By default, Pulumi will use the hosted Pulumi Service backend, which requires a Pulumi account, however, alternative backends (e.g. local/AWS S3) are available that eliminate the dependence on Pulumi's managed offering.

See here for a more in-depth tutorial on using Pulumi with AWS.

Both tools serve their purpose to implement IaC, and the decision between them will really boil down to your specific needs. When choosing a tool, it’s important to consider the number of years of experience the team has with working with full fledged programming languages, as well as the longer term maintainability of the code/tool. Apart from these two cloud-agnostic tools, there are also CSP-specific IaC tools and templates (AWS CloudFormation, Azure ARM templates, Google Cloud Platform IaC). Each CSP has their own specific format and rules for writing templates, with most of them formatted in JSON without the portability to ship across CSPs. One advantage of using a CSP-specific template is that many CSPs have prepared templates readily available for use. However, be aware that this may come at a cost when clients decide to switch to a new CSP and you have to start again from scratch.

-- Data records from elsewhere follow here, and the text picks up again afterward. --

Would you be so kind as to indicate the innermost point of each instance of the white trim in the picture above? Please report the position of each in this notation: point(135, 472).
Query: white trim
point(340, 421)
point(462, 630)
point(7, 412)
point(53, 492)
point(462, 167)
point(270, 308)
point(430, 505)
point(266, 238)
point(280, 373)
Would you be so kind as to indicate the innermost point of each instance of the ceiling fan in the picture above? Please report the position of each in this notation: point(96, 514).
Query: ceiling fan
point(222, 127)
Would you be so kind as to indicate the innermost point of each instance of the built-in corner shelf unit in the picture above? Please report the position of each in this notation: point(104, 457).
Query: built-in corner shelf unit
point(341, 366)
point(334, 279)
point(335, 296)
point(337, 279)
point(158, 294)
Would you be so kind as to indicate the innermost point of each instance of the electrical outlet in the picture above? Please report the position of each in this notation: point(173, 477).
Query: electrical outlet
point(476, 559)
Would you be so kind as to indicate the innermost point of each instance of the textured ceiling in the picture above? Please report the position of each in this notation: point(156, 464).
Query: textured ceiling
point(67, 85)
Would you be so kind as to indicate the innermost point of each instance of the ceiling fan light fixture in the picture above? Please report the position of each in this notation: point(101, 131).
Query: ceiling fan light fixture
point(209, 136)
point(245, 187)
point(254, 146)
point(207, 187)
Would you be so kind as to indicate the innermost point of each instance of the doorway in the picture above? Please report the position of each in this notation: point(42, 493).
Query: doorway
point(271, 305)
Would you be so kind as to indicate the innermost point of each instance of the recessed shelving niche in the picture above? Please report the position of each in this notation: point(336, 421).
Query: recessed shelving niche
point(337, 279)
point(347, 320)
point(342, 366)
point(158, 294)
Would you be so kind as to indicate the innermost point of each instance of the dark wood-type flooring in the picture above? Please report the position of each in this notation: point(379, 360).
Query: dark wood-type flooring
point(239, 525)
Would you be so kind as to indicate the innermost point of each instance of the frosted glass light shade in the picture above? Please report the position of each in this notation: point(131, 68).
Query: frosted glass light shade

At CTG, we utilize and employ IaC across many of our client projects. By managing resources with Terraform, we can quickly upgrade, patch, modify, and destroy common resources (EC2 instances, S3 buckets, IAM policies, relational databases, etc.) in a declarative fashion. In addition, we also use Terraform to manage our company’s own internal Kubernetes infrastructure. It is on this infrastructure where we host many of our public projects. As strong proponents of IaC, we believe that what can be easily seen can also be easily tracked, and thus easier to understand and manage. Infrastructure as Code gives us the confidence and speed needed to quickly and uniformly manage robust cloud deployments for our work.